Name your favorite books: First things first--do not leave this section blank. And be sure that space isn't filled with something like, "I don't read books, they're for nerds and people without social lives." While they may not be your favorite cultural medium, you should at least have something listed. But like your profile pic, the key is keeping away from the obvious.

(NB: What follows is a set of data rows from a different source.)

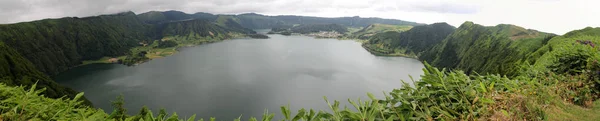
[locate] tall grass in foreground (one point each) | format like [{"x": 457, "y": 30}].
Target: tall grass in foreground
[{"x": 438, "y": 95}]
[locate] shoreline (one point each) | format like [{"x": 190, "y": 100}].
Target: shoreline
[
  {"x": 373, "y": 52},
  {"x": 175, "y": 50}
]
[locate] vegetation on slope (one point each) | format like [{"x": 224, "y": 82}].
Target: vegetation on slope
[
  {"x": 313, "y": 28},
  {"x": 258, "y": 21},
  {"x": 367, "y": 32},
  {"x": 55, "y": 45},
  {"x": 15, "y": 70},
  {"x": 409, "y": 43},
  {"x": 486, "y": 50}
]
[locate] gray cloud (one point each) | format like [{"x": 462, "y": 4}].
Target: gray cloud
[{"x": 26, "y": 10}]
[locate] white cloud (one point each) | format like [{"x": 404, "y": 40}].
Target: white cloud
[{"x": 556, "y": 16}]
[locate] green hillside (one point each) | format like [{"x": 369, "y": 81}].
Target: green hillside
[
  {"x": 52, "y": 46},
  {"x": 485, "y": 50},
  {"x": 410, "y": 43},
  {"x": 502, "y": 72},
  {"x": 373, "y": 29},
  {"x": 258, "y": 21},
  {"x": 15, "y": 70}
]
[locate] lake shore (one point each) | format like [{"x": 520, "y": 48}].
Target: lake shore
[{"x": 395, "y": 54}]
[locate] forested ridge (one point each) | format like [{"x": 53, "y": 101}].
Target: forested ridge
[
  {"x": 258, "y": 21},
  {"x": 473, "y": 72},
  {"x": 486, "y": 50},
  {"x": 48, "y": 47},
  {"x": 411, "y": 43}
]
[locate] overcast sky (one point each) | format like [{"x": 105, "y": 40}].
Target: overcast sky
[{"x": 555, "y": 16}]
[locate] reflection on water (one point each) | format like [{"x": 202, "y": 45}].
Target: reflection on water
[{"x": 245, "y": 76}]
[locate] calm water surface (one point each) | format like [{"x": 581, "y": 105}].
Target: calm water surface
[{"x": 245, "y": 76}]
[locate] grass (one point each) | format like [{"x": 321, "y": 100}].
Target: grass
[
  {"x": 381, "y": 50},
  {"x": 564, "y": 111},
  {"x": 101, "y": 60}
]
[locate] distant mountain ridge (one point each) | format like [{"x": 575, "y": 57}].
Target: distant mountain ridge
[{"x": 258, "y": 21}]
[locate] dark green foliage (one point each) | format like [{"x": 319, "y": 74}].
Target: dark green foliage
[
  {"x": 258, "y": 36},
  {"x": 157, "y": 17},
  {"x": 193, "y": 29},
  {"x": 493, "y": 50},
  {"x": 257, "y": 21},
  {"x": 345, "y": 21},
  {"x": 415, "y": 40},
  {"x": 119, "y": 113},
  {"x": 15, "y": 70},
  {"x": 135, "y": 58},
  {"x": 55, "y": 45},
  {"x": 166, "y": 44},
  {"x": 312, "y": 28}
]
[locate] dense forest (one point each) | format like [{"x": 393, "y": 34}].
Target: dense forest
[
  {"x": 473, "y": 72},
  {"x": 486, "y": 50},
  {"x": 312, "y": 28},
  {"x": 15, "y": 70},
  {"x": 52, "y": 46},
  {"x": 367, "y": 32},
  {"x": 258, "y": 21},
  {"x": 411, "y": 42}
]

So a list like: War and Peace, everything ever written by Shakespeare, the Illiad, the Odyssey, Crime and Punishment, For Whom the Bell Tolls...and on and on, will scream, "I'M MAKING THIS UP!" Chose a few favorites from the high school cannon--1984, The Great Gatsby--and add a few personal touches, like a childhood favorite (our personal fav is The Giving Tree).
Sanitize your status stream: While it may seem excessive to comb through all your status updates, just think about how embarrassed you'd be if someone from your dream school found that one from the morning after the SAT's when your wrote, "F-that: stupidest test ever! any college that gives a hoot about scores is L-A-M-E." Yeah, not cool. Delete all such evidence and limit new updates to grammatically correct and bland fare like, "Going for a run. Who would like to join me?" Or, "Cleaning my room. I just found my fifth grade science project. I loved the solar system!"
Pretty up the photos: This is the stickiest area, cause you can't really get rid of the incriminating, er, less-than-desirable photos posted by your friends. But you can remove your name if you're tagged (of course, only to have your friends re-tag it a minute later). And you can certainly remove photos that you've posted. Keep it simple: leave albums from events, like family vacations (NOT spring break) and that weekend you volunteered with the local shelter. Anything questionable--like that harmless but possibly misleading pic of you tackling your sibling--should go. Better safe than penniless without financial aid!
Have you prepped your profile for college admin snoops? What did you leave or take out? Anything important we left out?